The abolition of stamp duty for the first £300,000 of properties bought by first-time buyers is only forecast by the OBR to result in 3,500 additional sales - despite costing nearly £600 million a year.
"That equates to a unit cost of £160,000 per additional owner - sufficient to have actually bought them a typical property outright in 26% of local authorities in England and Wales," the Resolution Foundation report said.
The Chancellor has said the OBR's figures were based on a "narrow" analysis of the policy change and did not take into account Government measures to boost the supply of new homes.
Torsten Bell, director of the Resolution Foundation, said: "Following years of incremental changes, yesterday the OBR handed down the mother of all economic downgrades pushing up borrowing for the Treasury.
"While Philip Hammond chose to take a relaxed approach to additional borrowing, families are unlikely to do so when it comes to the deeply troubling outlook for their living standards that the Budget numbers set out.
"Families are now projected to be in the early stages of the longest period of continuous falls in disposable incomes in over 60 years - longer even than that following the financial crisis.

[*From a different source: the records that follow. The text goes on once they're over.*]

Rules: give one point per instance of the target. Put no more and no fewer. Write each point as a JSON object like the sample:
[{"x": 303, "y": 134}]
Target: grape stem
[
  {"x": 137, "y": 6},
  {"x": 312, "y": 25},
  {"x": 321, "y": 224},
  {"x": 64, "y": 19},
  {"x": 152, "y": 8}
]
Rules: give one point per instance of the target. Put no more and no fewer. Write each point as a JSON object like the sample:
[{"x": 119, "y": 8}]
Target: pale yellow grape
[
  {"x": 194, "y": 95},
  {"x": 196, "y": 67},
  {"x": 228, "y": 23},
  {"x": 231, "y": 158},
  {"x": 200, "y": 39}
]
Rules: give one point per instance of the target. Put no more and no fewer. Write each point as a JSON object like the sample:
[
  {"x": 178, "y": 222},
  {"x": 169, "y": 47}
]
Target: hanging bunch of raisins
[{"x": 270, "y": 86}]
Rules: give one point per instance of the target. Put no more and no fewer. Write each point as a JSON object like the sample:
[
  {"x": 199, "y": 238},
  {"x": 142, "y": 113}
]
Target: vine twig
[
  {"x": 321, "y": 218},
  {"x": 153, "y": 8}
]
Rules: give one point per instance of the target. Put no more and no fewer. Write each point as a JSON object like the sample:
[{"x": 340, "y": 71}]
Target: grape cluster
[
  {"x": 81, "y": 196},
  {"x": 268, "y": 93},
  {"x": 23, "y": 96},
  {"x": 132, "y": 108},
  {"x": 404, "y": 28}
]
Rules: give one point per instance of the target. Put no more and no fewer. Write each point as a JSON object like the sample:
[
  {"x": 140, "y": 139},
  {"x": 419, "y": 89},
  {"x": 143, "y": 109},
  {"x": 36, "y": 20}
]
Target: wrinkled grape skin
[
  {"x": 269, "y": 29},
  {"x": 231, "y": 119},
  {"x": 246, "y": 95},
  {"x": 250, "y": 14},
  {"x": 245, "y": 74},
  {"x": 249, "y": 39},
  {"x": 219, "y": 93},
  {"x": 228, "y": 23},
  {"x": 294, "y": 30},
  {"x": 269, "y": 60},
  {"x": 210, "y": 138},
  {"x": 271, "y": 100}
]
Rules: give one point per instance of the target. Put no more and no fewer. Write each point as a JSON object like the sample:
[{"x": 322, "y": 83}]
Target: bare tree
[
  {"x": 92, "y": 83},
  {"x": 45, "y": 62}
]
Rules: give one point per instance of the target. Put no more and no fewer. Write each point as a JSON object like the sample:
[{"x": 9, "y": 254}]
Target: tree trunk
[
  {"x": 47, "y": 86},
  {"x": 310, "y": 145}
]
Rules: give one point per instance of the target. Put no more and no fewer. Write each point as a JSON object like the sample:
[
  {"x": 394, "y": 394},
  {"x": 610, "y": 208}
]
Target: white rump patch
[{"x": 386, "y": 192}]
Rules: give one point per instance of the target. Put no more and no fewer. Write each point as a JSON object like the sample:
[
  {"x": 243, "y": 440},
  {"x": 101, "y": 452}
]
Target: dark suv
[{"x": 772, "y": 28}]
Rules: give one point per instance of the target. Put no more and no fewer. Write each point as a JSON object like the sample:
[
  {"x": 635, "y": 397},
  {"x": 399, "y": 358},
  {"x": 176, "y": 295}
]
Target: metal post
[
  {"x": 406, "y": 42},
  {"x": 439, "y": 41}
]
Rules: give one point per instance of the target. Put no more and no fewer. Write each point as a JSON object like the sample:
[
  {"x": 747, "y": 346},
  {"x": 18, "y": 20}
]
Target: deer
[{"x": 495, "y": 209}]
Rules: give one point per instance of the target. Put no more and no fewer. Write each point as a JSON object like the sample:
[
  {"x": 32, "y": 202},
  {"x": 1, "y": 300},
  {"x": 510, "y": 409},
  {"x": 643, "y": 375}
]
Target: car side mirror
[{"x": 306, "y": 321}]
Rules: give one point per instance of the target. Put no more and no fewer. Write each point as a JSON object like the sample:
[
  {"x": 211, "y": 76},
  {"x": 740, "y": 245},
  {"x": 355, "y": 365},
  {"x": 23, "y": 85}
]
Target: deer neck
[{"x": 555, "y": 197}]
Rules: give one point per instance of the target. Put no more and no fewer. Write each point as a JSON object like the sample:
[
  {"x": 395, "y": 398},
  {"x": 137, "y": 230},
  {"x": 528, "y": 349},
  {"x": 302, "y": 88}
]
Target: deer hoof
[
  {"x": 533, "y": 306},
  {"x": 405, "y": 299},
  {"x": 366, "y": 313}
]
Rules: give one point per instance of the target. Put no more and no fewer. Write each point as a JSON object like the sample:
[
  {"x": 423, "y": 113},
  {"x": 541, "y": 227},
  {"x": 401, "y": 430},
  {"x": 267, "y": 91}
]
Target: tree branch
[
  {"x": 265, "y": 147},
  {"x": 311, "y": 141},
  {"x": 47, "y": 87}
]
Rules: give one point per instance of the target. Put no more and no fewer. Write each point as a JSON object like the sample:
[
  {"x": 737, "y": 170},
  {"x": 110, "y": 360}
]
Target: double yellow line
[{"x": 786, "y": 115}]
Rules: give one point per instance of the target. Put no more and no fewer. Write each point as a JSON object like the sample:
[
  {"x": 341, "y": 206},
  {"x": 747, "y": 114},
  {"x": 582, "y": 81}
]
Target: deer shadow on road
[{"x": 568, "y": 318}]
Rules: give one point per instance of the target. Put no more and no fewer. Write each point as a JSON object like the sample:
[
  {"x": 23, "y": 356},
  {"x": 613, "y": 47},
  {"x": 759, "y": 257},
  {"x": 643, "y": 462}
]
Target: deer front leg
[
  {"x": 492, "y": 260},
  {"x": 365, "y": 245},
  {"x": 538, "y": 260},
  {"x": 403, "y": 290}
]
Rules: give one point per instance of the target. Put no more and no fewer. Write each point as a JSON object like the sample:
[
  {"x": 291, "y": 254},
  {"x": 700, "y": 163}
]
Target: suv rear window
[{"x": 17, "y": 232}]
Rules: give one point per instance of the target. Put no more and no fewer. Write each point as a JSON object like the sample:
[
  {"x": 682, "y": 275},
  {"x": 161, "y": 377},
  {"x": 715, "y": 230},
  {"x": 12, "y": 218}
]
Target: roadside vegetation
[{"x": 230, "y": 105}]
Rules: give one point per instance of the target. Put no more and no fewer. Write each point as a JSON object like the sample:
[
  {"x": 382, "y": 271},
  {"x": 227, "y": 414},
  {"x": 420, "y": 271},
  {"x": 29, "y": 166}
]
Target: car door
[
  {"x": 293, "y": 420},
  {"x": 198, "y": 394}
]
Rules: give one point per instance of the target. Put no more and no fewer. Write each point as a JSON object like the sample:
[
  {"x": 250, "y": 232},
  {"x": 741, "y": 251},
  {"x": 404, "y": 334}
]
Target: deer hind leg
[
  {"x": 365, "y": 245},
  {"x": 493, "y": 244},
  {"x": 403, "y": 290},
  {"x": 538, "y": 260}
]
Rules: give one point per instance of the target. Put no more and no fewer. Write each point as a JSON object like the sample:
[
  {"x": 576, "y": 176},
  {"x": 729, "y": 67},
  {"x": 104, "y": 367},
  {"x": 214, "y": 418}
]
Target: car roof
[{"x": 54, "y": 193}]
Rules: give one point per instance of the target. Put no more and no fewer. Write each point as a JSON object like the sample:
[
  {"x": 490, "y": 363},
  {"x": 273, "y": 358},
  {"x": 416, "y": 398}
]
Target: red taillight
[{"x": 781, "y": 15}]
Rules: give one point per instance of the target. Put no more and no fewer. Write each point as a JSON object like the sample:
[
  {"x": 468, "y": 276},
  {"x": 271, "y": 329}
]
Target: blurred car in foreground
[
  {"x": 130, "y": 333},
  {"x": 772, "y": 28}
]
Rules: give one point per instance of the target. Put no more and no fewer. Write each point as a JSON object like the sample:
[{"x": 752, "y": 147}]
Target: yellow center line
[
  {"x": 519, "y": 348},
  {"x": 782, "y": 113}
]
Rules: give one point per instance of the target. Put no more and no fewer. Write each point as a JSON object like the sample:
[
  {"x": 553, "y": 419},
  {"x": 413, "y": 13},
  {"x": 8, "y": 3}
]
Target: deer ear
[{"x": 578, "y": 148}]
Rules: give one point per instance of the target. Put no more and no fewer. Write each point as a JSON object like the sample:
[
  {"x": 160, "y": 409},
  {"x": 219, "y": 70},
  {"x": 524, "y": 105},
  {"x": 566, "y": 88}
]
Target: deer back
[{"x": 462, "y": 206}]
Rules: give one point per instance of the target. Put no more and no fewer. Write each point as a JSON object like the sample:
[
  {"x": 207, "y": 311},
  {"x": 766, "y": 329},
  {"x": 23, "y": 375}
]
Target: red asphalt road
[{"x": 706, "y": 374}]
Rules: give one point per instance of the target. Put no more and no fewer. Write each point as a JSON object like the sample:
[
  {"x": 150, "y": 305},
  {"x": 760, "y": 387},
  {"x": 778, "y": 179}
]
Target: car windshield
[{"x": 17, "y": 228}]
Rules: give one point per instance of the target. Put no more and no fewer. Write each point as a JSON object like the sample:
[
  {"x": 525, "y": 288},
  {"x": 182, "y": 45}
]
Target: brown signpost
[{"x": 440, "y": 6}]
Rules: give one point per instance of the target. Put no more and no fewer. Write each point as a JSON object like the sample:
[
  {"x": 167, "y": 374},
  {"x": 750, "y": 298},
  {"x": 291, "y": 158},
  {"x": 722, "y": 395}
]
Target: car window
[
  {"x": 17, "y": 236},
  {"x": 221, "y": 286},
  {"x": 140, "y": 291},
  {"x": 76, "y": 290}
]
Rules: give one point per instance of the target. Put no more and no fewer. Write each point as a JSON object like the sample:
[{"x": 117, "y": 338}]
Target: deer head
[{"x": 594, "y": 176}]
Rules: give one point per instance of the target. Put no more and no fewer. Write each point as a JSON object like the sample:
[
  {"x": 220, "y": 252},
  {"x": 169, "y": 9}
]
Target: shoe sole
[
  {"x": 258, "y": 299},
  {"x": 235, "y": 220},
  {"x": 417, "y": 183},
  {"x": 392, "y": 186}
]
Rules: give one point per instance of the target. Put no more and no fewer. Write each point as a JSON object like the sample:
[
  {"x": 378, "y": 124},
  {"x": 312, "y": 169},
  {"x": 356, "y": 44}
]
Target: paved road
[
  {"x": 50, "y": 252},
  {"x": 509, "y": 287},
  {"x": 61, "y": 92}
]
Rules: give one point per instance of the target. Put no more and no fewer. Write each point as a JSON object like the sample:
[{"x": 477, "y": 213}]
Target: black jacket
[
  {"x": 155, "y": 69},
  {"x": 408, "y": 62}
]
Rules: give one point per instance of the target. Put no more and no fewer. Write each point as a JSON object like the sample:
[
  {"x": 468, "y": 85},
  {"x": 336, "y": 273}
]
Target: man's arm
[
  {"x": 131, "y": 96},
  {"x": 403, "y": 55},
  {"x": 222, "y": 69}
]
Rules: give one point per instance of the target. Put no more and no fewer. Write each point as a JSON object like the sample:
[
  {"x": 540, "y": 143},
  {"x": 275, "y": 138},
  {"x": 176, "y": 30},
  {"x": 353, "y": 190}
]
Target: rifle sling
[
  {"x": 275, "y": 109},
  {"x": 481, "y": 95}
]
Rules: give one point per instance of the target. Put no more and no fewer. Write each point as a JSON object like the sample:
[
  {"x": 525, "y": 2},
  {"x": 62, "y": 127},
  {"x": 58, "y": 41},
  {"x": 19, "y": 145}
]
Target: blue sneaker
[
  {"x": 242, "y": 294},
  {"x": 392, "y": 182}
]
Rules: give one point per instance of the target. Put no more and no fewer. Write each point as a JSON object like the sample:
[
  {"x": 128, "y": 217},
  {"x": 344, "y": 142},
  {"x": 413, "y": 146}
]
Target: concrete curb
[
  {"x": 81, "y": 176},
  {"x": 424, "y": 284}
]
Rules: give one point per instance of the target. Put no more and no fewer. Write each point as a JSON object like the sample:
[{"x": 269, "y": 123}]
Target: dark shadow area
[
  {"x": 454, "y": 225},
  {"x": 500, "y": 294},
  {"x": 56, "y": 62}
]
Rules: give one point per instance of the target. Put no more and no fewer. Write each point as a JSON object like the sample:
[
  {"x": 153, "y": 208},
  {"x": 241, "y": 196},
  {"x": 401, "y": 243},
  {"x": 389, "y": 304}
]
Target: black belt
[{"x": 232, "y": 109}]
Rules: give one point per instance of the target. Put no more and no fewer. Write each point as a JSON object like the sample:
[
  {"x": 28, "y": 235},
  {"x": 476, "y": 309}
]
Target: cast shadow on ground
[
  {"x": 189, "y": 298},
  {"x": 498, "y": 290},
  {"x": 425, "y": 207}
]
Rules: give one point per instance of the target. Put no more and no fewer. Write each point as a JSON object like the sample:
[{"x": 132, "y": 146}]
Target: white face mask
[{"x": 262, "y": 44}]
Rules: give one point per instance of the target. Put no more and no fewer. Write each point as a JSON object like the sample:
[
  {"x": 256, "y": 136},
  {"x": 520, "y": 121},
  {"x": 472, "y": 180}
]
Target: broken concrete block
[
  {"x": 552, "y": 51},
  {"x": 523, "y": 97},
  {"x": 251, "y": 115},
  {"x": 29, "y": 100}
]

"On the substance of the Budget, the Chancellor has made the right call in boosting housing investment and focusing on this key issue of intergenerational concern.
"However, yesterday's stamp duty rabbit is in reality a very poor way to boost home ownership. Its £3 billion cost could have been better spent building 140,000 new homes through the Government's own Housing Investment Fund.
"Faced with a grim economic backdrop the Chancellor will see this Budget as a political success. But that would be cold comfort for Britain's families given the bleak outlook it paints for their living standards.
"Hopefully the OBR's forecasts will prove to be wrong because, while the first sentence of the Budget document reads 'the United Kingdom has a bright future', the brutal truth is: not on these forecasts it doesn't."